Mestre em conservar o público na linha fina que divide o suspense do mal-estar, Haneke lança mão de truques narrativos matadores para inspirar desconfianças as mais tresloucadas. Como em “Cachè” (2005), resta óbvio que existe um personagem que desencadeia a ação e sai de fininho, pronto para ver o circo pegar fogo. Aos poucos, odiretor apresenta as peças desse imenso tabuleiro, com destaque para omédico, o barão e o pastor, cada qual convicto de sua licença para corromper, perseguir, doutrinar.
Esta é uma sociedade patriarcal e liberticida, feito tantas de há um século, e o preto e branco da fotografia de Christian Berger fixa a sensação errônea de que jamais há de acontecer nada semelhante em lugar algum.

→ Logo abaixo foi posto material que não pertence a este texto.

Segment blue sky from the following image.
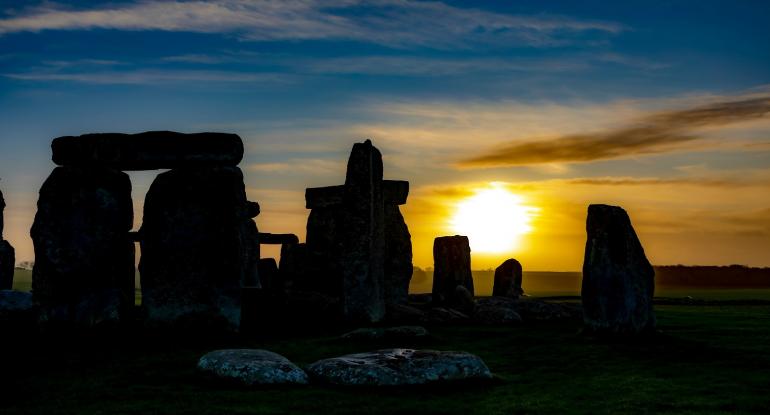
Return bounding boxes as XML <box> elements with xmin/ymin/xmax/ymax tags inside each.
<box><xmin>0</xmin><ymin>0</ymin><xmax>770</xmax><ymax>269</ymax></box>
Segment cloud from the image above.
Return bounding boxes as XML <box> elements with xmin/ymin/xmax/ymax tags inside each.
<box><xmin>0</xmin><ymin>0</ymin><xmax>624</xmax><ymax>49</ymax></box>
<box><xmin>2</xmin><ymin>70</ymin><xmax>288</xmax><ymax>85</ymax></box>
<box><xmin>459</xmin><ymin>94</ymin><xmax>770</xmax><ymax>167</ymax></box>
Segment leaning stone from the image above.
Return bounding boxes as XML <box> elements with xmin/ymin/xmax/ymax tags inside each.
<box><xmin>581</xmin><ymin>205</ymin><xmax>655</xmax><ymax>334</ymax></box>
<box><xmin>433</xmin><ymin>235</ymin><xmax>473</xmax><ymax>306</ymax></box>
<box><xmin>30</xmin><ymin>167</ymin><xmax>135</xmax><ymax>326</ymax></box>
<box><xmin>0</xmin><ymin>240</ymin><xmax>16</xmax><ymax>290</ymax></box>
<box><xmin>385</xmin><ymin>205</ymin><xmax>414</xmax><ymax>304</ymax></box>
<box><xmin>51</xmin><ymin>131</ymin><xmax>243</xmax><ymax>170</ymax></box>
<box><xmin>307</xmin><ymin>349</ymin><xmax>492</xmax><ymax>386</ymax></box>
<box><xmin>492</xmin><ymin>258</ymin><xmax>524</xmax><ymax>298</ymax></box>
<box><xmin>198</xmin><ymin>349</ymin><xmax>307</xmax><ymax>386</ymax></box>
<box><xmin>139</xmin><ymin>167</ymin><xmax>254</xmax><ymax>330</ymax></box>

O espectador sabe de detalhes saborosos da história por meio do professor, que quando idoso ganha a voz de Ernst Jacobi (1933-2022); quando a ação toma corpo, ele é ainda um jovem adulto de 31 anos interpretado por Christian Friedel, que cortejará, a princípio sem muito sucesso, Eva, a babá dos filhos do barão vivida por Leonie Benesch.
O professor não assume lado e conta o que se passou da forma mais objetiva e imparcial. Voltando para casa, o médico cai do cavalo, por causa de um arame posto entre as cercas. O homem sofre um deslocamento severo da clavícula e permanece internado por um bom tempo, até retomar suas atividades, momento que Haneke reserva para esclarecer alguns pontos sobre sua personalidade nefasta. Dias mais tarde, a vítima é o filho do barão, e o episódio degringola na dispensa de Eva, que, conforme se vai assistir, parece a única alma bondosa por ali. O criminoso (ou os criminosos), cuja identidade não se conhece, está transmitindo uma mensagem, fazendo questão de deixar claro que nada é casual. Os moradores do povoado logo entendem que vige uma lei tácita, que pune qualquer um que não aja conforme o que se poderia considerar como o certo. É dessa maneira que age o pastor encarnado por Burghart Klaußner, que amarra fitas brancas nos braços de dois dos filhos após flagrá-los em atitudes reprocháveis.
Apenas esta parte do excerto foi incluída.